A solid data pipeline like the one we loosely described above is resilient against heterogeneity between data sources and non-guaranteed constancy within a single data source because whatever its schema or structure is, you can always look back to the raw data you collected and fix any breakages that occurred due to unexpected data source changes after the fact. Obviously you’d like to minimize or eliminate such unexpected breakages to begin with, and that can be handled with good monitoring setups, but even sans monitoring (please monitor your incoming data 24×7, though!) this kind of pipeline at least allows for recovery. Strict ETL does not.

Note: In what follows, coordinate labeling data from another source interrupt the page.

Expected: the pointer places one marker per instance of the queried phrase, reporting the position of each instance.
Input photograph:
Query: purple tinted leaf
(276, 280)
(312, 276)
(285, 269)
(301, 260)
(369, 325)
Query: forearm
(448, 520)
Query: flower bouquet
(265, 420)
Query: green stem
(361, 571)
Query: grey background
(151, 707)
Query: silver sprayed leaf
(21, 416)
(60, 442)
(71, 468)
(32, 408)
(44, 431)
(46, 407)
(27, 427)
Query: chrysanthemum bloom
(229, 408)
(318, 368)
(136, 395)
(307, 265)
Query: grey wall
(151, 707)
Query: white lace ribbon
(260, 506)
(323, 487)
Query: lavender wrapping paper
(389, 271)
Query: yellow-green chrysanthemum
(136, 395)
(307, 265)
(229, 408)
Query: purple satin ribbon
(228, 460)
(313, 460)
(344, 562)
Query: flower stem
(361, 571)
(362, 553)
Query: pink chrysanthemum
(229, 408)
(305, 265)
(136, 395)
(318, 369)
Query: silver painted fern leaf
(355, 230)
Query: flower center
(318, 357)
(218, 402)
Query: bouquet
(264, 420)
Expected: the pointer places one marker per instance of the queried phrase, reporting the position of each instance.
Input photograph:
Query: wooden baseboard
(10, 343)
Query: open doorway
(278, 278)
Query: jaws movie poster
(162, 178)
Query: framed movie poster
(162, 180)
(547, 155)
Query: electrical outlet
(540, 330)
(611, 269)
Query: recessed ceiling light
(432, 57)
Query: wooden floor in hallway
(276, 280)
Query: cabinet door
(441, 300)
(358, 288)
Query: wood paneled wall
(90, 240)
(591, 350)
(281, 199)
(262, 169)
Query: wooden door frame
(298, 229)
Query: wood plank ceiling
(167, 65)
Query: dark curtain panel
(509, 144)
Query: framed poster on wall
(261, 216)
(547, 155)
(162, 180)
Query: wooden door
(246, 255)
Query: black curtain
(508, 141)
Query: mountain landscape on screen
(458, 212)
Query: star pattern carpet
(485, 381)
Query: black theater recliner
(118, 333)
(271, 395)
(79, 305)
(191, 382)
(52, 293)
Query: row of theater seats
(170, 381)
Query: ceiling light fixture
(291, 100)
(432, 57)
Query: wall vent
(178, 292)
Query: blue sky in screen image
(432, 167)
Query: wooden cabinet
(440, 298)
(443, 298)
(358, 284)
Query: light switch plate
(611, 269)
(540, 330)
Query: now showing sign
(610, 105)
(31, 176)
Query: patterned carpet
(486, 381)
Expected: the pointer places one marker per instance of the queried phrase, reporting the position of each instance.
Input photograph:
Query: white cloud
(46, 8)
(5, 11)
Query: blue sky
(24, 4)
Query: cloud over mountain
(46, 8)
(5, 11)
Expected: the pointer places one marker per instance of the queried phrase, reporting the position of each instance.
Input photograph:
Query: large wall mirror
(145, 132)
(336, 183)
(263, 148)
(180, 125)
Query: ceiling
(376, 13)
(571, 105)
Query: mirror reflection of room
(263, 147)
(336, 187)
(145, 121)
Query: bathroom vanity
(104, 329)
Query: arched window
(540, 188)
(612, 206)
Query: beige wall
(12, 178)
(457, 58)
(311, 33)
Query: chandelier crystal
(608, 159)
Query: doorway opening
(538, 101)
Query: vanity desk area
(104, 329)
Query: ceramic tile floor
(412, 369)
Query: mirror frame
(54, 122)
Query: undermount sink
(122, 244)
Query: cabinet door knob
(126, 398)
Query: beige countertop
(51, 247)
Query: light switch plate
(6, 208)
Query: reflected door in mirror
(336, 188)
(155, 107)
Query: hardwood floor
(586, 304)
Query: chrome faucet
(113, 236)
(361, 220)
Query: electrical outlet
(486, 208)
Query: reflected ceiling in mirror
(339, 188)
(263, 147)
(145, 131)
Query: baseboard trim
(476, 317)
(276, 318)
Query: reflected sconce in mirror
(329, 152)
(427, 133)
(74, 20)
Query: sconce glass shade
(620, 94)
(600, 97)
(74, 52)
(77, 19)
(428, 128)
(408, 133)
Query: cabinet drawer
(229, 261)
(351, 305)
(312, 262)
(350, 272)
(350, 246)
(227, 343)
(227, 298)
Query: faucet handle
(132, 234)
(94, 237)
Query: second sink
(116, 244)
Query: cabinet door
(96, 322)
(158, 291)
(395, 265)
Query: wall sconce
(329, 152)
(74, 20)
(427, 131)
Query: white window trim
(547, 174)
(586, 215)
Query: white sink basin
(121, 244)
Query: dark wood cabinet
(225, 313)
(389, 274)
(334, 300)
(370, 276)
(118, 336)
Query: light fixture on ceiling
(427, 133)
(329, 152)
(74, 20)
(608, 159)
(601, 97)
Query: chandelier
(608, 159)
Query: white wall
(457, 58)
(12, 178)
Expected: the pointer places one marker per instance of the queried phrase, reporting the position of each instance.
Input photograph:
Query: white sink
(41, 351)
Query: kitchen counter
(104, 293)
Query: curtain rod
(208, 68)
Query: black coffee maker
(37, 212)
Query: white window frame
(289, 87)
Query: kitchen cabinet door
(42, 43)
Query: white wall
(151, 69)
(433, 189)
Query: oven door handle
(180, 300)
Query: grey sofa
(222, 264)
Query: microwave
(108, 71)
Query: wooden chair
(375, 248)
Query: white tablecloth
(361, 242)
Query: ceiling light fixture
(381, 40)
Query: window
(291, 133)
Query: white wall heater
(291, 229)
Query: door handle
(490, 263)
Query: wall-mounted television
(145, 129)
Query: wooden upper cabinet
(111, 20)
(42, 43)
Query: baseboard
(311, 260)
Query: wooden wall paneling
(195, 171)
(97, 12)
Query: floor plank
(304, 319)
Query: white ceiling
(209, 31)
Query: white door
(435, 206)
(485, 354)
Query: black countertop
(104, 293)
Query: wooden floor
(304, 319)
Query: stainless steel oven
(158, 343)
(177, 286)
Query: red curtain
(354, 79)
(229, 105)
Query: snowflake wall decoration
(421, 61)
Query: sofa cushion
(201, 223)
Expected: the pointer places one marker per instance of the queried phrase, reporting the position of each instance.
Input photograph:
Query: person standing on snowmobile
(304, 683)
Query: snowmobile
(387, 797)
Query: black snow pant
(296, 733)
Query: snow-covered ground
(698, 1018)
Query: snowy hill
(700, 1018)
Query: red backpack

The 4th and 5th Vs of Big Data: Veracity & Value
As mentioned earlier, I’ve drawn a line between Volume, Velocity, Variety, and Veracity & Value because the first three are specifically large concerns for big data that don’t usually crop up for small data. Veracity and value are of course of paramount importance in big data, but that’s still true of small data. The concerns do scale, though. With big data, more robust and potentially complex monitoring systems must be put into place to analyze how noisy and integral your data collection and transformation processes are. This is much simpler and less resource intensive to do with small data. If your data is not sufficiently veracious, of what value is it even? On a similar note, it doesn’t always make sense to collect all the data you can. This is expensive to do, but if you have the money to burn and a great R&D team dedicated to pushing the edge of what your company is capable of every day by doing intensive research on large and time-lengthy datasets collected with no other intent but future research – then by all means, go ahead. However, most companies that are not Google or Netflix don’t have this luxury. It then becomes important for stakeholders and data developers to discuss and agree on collecting only high value data into the company’s pipelines. This reduces infrastructure cost and cost of developing and maintaining your pipelines.
The 3+ Vs of Big Data are excellent indicators of when your data is becoming “big” and need to start considering tackling your data needs with newer, more scalable approaches. Key to everything we’ve discussed here is scalability. If your solutions don’t scale, you’re essentially doomed. In the age of cheap and ubiquitous sensors and mobile devices and constant streams of data coming from all sides, it’s usually safer to assume your data will become big unless you have very explicit reasons to believe otherwise (though its important to consider whether your business goals make sense if you sincerely believe you can avoid big data, in today’s market). So take these problems and solutions to heart and build scalably, friends.